Feast of the Nativity of the Blessed Virgin Mary
Tuesday, September 8, 2020
Today, in God’s Lavish Mercy, on our Blessed Mother’s birthday, we pray with the beautiful final verses of Psalm 13.
These verses embody an immense shift in form from the psalm’s early lines. Early on, the psalmist cries out four times, “How long, O Lord?”.
- Will you forget me?
- Will you hide your face from me?
- Must I carry sorrow in my soul?
- Will my enemy triumph over me?
Referring to these early verses reminds us that Mary’s life was full of sorrow as well as joy. On a feast like today, we think of Mary in her heavenly glory. But in her lifetime, Mary suffered many sorrows. She was an unwed mother, a refugee, and a widow. She was the mother of an executed “criminal” and a leader of his persecuted band.
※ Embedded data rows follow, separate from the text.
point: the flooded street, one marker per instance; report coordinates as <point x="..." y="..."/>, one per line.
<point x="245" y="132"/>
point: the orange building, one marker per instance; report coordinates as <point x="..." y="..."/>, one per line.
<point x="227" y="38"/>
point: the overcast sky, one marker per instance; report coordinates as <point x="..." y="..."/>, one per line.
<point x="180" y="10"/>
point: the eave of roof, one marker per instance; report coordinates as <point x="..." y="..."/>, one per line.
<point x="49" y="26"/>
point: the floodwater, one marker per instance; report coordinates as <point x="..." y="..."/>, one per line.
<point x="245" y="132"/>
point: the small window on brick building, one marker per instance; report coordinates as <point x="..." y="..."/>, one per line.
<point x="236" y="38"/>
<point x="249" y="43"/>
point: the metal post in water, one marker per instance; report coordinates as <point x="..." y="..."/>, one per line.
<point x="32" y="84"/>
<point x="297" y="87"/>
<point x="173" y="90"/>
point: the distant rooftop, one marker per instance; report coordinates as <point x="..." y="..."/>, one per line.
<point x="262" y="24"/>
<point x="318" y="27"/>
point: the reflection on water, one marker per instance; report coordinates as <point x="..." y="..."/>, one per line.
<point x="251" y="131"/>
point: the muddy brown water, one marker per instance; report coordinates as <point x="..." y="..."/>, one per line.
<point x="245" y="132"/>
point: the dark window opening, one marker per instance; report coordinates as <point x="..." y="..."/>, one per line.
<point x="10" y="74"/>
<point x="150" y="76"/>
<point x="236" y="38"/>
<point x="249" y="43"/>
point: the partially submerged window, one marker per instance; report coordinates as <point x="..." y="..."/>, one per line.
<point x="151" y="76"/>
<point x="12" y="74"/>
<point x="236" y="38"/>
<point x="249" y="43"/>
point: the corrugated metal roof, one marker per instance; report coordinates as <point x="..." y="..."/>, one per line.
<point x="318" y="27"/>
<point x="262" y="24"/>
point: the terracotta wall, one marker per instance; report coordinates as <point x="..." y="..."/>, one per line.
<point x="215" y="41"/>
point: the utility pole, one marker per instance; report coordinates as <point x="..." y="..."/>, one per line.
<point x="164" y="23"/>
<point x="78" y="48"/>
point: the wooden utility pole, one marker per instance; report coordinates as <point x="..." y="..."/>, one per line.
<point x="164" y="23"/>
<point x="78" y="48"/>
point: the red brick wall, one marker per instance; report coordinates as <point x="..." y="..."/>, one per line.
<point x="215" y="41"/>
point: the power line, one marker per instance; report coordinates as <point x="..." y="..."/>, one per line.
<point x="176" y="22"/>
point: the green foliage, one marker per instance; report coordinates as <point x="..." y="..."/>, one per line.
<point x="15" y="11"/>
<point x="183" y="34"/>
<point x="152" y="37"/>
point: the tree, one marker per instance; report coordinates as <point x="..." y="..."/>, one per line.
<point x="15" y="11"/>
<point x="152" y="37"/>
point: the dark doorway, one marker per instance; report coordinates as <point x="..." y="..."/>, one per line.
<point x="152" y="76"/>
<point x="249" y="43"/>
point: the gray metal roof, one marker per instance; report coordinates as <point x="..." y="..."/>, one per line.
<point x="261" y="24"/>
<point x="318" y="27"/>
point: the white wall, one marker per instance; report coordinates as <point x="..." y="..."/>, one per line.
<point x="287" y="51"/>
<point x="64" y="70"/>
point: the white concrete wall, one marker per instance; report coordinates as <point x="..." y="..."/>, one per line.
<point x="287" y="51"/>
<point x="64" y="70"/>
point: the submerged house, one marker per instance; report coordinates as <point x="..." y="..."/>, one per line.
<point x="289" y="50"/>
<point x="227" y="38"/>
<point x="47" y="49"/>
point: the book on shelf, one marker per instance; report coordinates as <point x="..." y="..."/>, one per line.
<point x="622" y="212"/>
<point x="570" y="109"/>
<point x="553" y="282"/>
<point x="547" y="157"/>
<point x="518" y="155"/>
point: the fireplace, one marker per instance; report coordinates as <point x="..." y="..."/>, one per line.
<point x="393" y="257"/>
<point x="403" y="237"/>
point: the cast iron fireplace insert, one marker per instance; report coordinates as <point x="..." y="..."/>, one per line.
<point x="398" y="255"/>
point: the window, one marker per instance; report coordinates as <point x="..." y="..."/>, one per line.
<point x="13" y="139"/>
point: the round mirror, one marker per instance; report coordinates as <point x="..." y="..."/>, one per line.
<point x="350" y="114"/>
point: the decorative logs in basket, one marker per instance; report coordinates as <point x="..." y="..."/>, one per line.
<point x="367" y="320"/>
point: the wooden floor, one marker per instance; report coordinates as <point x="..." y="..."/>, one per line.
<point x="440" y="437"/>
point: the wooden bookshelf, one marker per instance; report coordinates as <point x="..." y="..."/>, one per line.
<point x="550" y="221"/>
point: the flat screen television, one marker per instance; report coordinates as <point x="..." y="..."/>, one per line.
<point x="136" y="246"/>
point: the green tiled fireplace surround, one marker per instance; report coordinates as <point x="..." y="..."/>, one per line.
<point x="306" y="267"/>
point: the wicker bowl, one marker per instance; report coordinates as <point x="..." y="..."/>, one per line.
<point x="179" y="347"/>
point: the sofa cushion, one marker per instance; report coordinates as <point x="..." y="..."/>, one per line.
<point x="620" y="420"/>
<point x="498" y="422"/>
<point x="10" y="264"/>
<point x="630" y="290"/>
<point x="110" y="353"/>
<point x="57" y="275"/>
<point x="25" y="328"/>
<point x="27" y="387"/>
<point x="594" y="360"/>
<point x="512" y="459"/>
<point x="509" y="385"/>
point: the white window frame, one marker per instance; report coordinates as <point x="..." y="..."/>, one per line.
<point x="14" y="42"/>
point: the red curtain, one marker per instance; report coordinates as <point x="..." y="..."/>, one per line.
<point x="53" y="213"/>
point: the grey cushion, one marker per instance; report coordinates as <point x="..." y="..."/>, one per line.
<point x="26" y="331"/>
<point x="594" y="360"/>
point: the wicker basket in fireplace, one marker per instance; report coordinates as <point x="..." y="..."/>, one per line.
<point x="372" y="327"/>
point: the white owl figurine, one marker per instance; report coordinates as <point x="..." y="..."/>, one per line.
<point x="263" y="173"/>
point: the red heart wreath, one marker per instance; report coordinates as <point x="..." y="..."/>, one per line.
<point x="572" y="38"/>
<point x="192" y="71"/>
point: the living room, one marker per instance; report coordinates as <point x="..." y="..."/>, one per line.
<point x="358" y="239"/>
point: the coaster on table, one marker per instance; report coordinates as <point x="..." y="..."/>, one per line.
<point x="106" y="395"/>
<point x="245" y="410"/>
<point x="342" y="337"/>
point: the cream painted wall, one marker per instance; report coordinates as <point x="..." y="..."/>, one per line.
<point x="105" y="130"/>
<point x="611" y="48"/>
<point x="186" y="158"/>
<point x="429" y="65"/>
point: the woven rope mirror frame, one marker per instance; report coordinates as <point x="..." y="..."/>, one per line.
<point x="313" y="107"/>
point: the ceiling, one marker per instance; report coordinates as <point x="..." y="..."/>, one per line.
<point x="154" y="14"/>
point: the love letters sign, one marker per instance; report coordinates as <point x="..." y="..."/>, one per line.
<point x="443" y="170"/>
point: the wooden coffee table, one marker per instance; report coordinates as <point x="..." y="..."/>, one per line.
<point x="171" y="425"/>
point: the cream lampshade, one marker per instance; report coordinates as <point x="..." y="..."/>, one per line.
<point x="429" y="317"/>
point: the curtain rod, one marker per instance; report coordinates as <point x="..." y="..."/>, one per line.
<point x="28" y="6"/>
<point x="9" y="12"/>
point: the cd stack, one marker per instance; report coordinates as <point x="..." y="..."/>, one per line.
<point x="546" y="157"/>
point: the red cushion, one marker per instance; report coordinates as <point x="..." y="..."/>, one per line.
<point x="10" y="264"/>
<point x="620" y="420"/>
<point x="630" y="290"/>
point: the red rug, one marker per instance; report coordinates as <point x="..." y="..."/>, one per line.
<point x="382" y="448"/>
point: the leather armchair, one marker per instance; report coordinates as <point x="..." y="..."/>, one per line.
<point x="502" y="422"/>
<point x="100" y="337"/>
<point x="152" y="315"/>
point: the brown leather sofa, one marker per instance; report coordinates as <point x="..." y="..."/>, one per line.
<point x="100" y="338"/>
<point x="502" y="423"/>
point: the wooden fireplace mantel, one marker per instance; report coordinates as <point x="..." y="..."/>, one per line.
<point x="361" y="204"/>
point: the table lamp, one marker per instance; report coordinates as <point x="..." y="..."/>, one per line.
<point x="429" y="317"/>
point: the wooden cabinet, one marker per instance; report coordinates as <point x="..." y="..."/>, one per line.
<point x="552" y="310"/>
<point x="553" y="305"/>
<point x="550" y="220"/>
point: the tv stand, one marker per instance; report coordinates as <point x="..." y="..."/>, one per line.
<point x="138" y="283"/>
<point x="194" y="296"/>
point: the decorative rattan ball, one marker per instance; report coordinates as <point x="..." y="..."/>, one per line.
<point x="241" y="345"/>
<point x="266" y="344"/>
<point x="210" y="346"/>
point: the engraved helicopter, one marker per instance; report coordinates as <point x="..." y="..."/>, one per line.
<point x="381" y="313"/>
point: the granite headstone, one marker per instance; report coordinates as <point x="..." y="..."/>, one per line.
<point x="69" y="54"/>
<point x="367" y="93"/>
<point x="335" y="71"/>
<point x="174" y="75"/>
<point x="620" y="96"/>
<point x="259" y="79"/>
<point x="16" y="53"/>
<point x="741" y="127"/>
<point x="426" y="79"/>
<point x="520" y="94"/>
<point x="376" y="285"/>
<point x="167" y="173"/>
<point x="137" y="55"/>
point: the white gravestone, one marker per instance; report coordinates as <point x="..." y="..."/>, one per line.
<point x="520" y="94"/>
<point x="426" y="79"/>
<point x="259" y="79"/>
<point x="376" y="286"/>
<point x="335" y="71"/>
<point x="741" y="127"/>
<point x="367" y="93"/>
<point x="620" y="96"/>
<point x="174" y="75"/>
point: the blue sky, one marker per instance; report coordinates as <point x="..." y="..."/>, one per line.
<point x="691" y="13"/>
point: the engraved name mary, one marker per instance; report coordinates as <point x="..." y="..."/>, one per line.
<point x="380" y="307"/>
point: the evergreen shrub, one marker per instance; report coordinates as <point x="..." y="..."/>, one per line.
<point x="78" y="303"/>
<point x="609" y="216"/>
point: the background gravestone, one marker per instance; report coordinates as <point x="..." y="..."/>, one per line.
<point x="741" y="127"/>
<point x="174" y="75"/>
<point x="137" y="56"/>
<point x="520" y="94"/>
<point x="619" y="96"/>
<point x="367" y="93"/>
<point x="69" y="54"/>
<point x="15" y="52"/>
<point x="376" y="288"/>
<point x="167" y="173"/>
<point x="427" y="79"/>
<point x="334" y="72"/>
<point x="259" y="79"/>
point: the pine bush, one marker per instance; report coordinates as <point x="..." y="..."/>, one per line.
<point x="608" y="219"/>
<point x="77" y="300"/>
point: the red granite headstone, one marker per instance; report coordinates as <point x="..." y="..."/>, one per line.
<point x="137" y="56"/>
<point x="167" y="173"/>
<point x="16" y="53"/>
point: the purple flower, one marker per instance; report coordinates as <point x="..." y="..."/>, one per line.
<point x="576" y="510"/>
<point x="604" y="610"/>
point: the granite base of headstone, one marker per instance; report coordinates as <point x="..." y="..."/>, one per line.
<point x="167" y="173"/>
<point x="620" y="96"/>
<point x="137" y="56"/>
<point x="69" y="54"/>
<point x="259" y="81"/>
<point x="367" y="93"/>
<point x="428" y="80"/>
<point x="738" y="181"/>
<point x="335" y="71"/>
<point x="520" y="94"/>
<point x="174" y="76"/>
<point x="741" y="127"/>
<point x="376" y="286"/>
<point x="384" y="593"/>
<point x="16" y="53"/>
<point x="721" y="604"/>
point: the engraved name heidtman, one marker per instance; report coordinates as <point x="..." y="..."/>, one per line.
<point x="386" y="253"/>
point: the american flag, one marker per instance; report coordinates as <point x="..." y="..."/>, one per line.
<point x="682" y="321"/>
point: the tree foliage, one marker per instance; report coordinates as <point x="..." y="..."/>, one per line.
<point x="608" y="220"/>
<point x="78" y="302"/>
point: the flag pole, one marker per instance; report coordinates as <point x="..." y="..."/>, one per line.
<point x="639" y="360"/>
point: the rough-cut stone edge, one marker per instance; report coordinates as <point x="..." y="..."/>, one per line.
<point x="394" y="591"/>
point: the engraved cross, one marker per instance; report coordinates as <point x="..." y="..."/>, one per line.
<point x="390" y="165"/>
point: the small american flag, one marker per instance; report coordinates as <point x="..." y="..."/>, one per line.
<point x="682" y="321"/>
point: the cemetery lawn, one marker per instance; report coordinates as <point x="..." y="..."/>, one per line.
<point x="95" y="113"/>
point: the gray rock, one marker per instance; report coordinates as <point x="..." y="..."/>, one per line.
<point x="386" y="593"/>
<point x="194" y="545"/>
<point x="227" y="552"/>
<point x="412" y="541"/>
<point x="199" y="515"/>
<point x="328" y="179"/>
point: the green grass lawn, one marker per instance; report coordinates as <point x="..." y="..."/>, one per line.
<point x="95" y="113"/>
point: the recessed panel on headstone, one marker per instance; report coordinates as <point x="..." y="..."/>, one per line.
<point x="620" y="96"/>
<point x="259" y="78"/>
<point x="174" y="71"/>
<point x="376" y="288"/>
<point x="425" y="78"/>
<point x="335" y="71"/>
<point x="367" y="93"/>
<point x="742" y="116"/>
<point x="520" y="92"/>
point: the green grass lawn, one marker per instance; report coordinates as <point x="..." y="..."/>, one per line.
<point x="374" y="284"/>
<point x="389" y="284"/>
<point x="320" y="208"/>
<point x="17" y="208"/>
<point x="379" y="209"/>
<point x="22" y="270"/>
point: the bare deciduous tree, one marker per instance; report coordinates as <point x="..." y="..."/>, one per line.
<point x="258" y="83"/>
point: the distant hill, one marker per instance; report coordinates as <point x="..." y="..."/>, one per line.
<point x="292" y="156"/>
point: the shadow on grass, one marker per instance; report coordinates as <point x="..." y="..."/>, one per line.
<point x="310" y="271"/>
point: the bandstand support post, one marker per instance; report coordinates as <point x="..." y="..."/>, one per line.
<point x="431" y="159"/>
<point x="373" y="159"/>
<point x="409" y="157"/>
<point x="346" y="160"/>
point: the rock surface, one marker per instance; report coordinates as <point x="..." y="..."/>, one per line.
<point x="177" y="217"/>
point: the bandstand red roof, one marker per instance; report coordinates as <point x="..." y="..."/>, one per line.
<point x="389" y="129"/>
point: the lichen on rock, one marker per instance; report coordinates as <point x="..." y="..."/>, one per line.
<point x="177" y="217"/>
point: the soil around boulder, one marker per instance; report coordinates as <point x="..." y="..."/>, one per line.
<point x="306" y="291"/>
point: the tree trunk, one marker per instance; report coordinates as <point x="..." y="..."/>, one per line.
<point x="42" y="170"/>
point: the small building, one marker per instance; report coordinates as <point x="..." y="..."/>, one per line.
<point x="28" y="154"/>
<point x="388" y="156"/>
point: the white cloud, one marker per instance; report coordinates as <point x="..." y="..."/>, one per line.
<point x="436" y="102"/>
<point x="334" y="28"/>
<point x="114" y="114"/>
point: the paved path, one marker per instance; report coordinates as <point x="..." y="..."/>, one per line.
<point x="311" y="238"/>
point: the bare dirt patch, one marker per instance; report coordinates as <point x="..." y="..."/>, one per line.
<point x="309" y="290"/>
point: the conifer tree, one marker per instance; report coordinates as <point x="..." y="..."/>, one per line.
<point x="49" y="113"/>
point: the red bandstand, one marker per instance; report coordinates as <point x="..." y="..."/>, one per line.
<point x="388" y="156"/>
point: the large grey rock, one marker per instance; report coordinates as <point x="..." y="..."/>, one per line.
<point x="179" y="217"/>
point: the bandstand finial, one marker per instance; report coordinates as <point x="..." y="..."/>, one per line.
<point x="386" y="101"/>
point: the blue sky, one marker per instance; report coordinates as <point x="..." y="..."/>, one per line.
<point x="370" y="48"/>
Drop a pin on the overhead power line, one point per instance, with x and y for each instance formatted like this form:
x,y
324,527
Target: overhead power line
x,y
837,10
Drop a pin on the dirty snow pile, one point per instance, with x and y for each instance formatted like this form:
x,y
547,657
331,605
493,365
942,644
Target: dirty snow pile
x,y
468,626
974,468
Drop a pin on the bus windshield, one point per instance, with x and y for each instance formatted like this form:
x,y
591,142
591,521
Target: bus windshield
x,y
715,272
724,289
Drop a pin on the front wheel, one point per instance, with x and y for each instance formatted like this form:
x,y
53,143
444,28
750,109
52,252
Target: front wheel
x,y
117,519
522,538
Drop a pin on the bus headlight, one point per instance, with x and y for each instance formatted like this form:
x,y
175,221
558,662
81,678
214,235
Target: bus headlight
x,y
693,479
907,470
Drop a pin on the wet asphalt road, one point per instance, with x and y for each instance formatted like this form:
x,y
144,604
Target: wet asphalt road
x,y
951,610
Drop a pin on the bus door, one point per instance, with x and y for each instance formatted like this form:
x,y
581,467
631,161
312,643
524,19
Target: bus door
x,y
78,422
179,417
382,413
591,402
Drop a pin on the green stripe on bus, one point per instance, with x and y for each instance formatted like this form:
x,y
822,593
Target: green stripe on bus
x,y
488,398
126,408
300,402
What was it that allowed Mary to transcend sorrow and claim joy? Our psalm verses today help us to understand. They show the psalmist turning to heartfelt prayer., trusting God’s abiding protection.
Look upon me, answer me, LORD, my God!
Give light to my eyes lest I sleep in death,
Lest my enemy say, “I have prevailed,”
lest my foes rejoice at my downfall.
That deep trust ultimately yields not only peace,
Mary, singer of the Magnificat,
is the quintessence of that holy joy.
But I trust in your mercy.
Grant my heart joy in your salvation,
I will sing to the LORD,
Who has dealt bountifully with me!
Today, in our prayer, we ask Mary to love and guide us through the challenges of our lives.
Poetry: Three Days – Madeleine L’Engle
Friday: When you agree to be the mother of God you make no conditions, no stipulations. You flinch before neither cruel thorn nor rod. You accept the tears; you endure the tribulations. But, my God, I didn't know it would be like this. I didn't ask for a child so different from others. I wanted only the ordinary bliss, to be the most mundane of mothers. Saturday: When I first saw the mystery of the Word made flesh I never thought that in his side I'd see the callous wound of Roman sword piercing my heart on the hill where he died. How can the Word be silenced? Where has it gone? Where are the angel voices that sang at his birth? My frail heart falters. I need the light of the Son. What is this darkness over the face of the earth?
Dear God, He has come, the Word has come again.
There is no terror left in silence, in clouds, in gloom.
He has conquered the hate; he has overcome the pain.
Where, days ago, was death lies only an empty tomb.
The secret should have come to me with his birth,
when glory shone through darkness, peace through strife.
For every birth follows a kind of death, and only after pain comes life.